Another Friday means another edition of Late Round Sleepers here at Fantasy Alarm! Take a break from your work day, enjoy some coffee and read up on two starting pitchers and two solid bats that can be had at a great value in your upcoming fantasy drafts.

In this week’s edition, we look at a third baseman who will be starting and as 20+ home run potential in the NL Central. We take a look at a closer out west, and two young starting pitchers with some upside for 2019.

Without further ado, let’s head to Pittsburgh and talk about the recently anointed starter at the hot corner.

Jung Ho Kang

Kang’s average draft position will continue to increase, especially now that he was named the team’s starting third baseman, and the fact he’s been on a power binge for the majority of March. He’s only hitting .194 in spring, with seven hits in 36 at-bats, but he does have six home runs, which will catch everyone’s attention. Unfortunately, so does the batting average and his 17 strikeouts is UGLY. His strikeout rate is hovering near 50 percent, but we can attribute that to not really playing since 2016. In 2015 and 2016 when he was playing regular for the Buccos, his strikeout rate was right around 21 percent. The more he plays, and gets used to major league pitching, his propensity to strikeout will surely decrease.

He will cost a bit more draft capital now than he did in recent weeks and months, but he’s proven to be a guy that can hit 20 home runs at the major league level, and with Pittsburgh needing some pop out of the hot corner, he should have a lengthy leash to begin the season, assuming he stays out of further trouble.

Hunter Strickland

Not really a sleeper anymore, after he closed out each of the team’s first two games overseas, but Strickland appears to have the closing gig locked down and Seattle provided ample save opportunities last season. Sure, they are going to be worse this season, but bad teams can have valuable closers. Let’s call a spade a spade here, and just say that Strickland is currently on pace for 162 saves this season, which would be a record, of course. Despite being a guy with a sub-9.00 K/9 and a career ground ball rate of just over 41 percent, Strickland has never really been bitten by the home run bug. Sure, his HR/9 of 0.99 last season was a career high, but all in all that isn’t too bad.

The key for Strickland to maintain the closer role and provide fantasy value for his owners is harnessing the command that has gotten away from him over the past two seasons. He’s posted a walk rate over 10 percent each of the past two seasons, with his strikeout rate falling between 18 and about 21.5 percent.
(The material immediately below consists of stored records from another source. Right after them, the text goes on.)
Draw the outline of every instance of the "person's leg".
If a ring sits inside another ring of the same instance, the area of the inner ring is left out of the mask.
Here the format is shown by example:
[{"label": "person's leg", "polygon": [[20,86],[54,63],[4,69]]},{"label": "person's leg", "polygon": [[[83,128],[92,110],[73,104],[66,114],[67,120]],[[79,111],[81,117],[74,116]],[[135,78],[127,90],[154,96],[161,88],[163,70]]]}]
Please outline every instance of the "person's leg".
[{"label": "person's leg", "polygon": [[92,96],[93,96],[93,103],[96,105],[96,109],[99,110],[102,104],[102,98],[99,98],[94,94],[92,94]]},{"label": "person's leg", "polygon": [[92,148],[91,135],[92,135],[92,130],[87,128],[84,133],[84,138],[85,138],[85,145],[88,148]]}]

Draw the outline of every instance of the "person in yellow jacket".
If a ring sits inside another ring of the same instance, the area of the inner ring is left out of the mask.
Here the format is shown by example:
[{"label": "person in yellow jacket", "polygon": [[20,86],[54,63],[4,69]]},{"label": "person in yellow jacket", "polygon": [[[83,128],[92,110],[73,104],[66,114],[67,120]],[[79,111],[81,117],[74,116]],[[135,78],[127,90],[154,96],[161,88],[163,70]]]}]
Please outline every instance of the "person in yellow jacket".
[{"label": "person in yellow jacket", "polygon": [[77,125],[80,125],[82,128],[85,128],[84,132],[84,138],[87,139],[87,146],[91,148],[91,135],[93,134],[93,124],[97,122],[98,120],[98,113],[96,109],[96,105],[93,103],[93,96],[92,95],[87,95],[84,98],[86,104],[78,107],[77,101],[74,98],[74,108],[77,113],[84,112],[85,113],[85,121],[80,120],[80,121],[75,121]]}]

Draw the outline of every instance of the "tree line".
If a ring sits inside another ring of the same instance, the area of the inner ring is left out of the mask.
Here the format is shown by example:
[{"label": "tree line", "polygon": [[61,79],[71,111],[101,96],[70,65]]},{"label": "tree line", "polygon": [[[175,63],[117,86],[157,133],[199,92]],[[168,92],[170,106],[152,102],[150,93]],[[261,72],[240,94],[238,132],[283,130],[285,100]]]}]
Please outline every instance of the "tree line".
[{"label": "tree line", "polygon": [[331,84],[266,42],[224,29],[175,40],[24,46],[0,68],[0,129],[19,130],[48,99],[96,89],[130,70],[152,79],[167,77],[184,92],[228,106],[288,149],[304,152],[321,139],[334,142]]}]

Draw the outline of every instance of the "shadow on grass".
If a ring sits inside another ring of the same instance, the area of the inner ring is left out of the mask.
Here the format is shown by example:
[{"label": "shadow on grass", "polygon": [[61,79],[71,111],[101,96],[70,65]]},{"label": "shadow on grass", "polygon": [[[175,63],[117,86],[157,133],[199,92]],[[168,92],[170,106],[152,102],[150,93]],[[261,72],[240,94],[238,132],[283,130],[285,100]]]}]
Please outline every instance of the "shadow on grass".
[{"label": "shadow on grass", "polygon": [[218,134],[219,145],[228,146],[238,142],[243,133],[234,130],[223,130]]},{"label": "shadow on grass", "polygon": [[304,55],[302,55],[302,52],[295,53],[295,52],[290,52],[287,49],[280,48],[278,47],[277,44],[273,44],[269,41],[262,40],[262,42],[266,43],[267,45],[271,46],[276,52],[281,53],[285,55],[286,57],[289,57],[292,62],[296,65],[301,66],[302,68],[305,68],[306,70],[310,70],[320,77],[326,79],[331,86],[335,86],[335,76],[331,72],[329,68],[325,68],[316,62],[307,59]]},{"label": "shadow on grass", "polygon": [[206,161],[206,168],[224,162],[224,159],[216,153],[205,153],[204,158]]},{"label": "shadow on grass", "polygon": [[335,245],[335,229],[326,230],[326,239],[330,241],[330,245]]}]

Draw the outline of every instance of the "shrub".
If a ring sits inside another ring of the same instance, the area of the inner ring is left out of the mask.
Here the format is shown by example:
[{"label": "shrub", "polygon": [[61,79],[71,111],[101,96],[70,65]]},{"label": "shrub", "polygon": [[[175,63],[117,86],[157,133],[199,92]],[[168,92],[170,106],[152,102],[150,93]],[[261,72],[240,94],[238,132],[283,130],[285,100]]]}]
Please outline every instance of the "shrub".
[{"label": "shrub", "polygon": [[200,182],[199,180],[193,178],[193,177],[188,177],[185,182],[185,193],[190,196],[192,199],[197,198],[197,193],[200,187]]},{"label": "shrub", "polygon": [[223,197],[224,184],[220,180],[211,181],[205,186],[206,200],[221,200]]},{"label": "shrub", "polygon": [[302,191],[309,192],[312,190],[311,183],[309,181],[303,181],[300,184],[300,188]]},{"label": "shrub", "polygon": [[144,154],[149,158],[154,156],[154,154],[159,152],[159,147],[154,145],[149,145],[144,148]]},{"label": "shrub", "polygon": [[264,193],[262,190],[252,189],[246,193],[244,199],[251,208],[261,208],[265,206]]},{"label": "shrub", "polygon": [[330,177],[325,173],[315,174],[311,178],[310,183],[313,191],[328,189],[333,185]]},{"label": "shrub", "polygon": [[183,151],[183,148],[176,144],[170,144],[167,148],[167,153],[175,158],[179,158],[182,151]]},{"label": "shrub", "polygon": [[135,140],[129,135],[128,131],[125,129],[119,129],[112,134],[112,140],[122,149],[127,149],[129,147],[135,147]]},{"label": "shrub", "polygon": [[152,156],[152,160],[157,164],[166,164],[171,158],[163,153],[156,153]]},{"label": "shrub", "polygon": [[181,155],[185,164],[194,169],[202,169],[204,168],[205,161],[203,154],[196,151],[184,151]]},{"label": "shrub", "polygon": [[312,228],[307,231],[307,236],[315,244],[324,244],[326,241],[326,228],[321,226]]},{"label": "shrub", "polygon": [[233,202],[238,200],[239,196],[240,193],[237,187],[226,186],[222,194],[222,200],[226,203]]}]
However, he is the closer and needs to be owned in all formats, because saves are key.

Brandon Woodruff

Woodruff’s average draft position was starting to experience some helium, but it was salvageable. However, after he struck out eight Padres in yet another excellent spring outing and being named a member of the team’s starting rotation, his average draft position is going to inflate like a bounce house at a kids birthday party. While he won’t be striking out eight guys every time he toes the rubber, he could punch out close to a batter per inning this season. In two different stints at the Triple-A level, he posted a K/9 of 8.36 and 8.58 in 75.1 and 71.1 innings respectively. Woodruff has plus stuff, but repeatability with his delivery causes him to miss his spots more frequently than one would like, and does explain his near-3.00 BB/9 in two different stints with Milwaukee.

He’s an upside play in 2019, but it’s encouraging that he’s breaking camp with the team after posting a 1.84 ERA and a 20:5 K/BB ratio in his first four spring starts. Again, his ADP is going to inflate a bit, so be sure that you’re getting him at a price that leaves some room for profitability.             

Caleb Smith

Smith looks like all that and a bag of chips after his first two starts of the spring. In those nine innings of work, Smith has allowed just one earned run on two hits to go along with a 13:0 K/BB ratio. He’s been exceptional in the spring, and while his two major league stints prior to this excellent spring run have been underwhelming, one thing is for sure, and that is the fact that Smith can rack up the strikeouts. In 77.1 innings with the Marlins last year, he punched out 88 batters, good for a 27.0 strikeout rate, a sizable jump from the year before. It may not be long until he is working out of a long relief role, but Smith is the prototypical upside play destined as a late-round ticket in fantasy drafts. There is some volatility here, considering that he hasn’t much success at the big league level before, but a draft pick outside of your top 22 or 23 picks isn’t going to make or break your fantasy season.